Right-Wing Group Sues Illinois to Demand Removal of Allegedly Ineligible Voters
WASHINGTON, D.C. — The right-wing group Judicial Watch today filed a federal lawsuit alleging that Illinois election officials are failing to properly remove ineligible individuals from the state’s voter rolls.
According to the lawsuit, 23 Illinois counties reported 980,089 total voter registrations as of November 2022, but removed a combined total of 100 voters over a two year period. In certain counties, the lawsuit asserts, zero voters were removed from the rolls between 2020 and 2022. “[T]hese are absurdly small numbers of removals,” the complaint reads.
Under a federal law known as the National Voter Registration Act (NVRA), states are required to cancel registrations of voters who have had a change in residence or have passed away.

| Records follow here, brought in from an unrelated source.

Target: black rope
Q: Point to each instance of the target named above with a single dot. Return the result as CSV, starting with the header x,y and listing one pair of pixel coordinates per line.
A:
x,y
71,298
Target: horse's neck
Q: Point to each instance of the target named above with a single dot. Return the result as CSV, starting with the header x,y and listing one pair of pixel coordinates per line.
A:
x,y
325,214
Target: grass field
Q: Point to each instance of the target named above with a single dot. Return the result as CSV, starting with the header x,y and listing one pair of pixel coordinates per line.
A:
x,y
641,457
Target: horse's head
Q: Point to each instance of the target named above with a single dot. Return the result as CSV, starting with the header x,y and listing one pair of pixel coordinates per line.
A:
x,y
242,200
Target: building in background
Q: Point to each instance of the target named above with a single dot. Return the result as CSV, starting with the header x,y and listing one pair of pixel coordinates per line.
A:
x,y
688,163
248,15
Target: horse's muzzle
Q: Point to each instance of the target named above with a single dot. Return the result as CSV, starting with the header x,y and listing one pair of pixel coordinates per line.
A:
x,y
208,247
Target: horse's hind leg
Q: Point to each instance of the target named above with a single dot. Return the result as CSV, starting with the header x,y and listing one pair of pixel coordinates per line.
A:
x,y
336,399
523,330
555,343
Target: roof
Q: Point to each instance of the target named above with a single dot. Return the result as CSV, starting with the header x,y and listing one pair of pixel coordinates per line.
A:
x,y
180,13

In its new legal action, Judicial Watch maintains that “[t]here is no possible way these counties can be conducting a general program that makes a reasonable effort to cancel the registrations of voters who have become ineligible because of a change of residence while removing so few registrations under” the NVRA.
The right-wing group also claims that numerous Illinois counties failed to report data regarding removals and inactive voter registrations to the U.S. Election Assistance Commission — an independent, bipartisan commission that is obligated under the NVRA to report on state voter registration practices to Congress each odd-numbered year.
In addition to asserting that “Illinois election officials are manifestly failing to remove ineligible residents from the voter rolls,” Judicial Watch argues that state election officials have failed to provide requested records and data pertaining to the state’s voter list maintenance practices.
Aside from Judicial Watch — which has been involved in a series of other right-wing “election integrity” lawsuits — the complaint lists an individual voter and two other conservative nonprofit groups as plaintiffs.
The complaint states that Judicial Watch and the other named plaintiffs are “concerned that failing to comply with the NVRA’s voter list maintenance obligations impairs the integrity of elections by increasing the opportunity for ineligible voters or voters intent on fraud to cast ballots.”
Despite numerous reports and court orders following the 2020 election refuting claims of alleged voter fraud, Judicial Watch’s President Tom Fitton said in a statement that “Illinois should take immediate steps to clean its rolls to both prevent fraud and increase voter confidence in the elections…Illinois’ voting rolls are a mess. Dirty voter rolls can mean dirty elections.”
Although the group contends that Illinois’ voter lists must be “cleaned up,” that process can be flawed, often resulting in lawful voters being improperly purged from voter lists.
Just last week, a federal judge dismissed a right-wing lawsuit brought by the Public Interest Legal Foundation seeking to gain access to voter list maintenance records in Michigan for the purposes of purging allegedly ineligible voters from the rolls.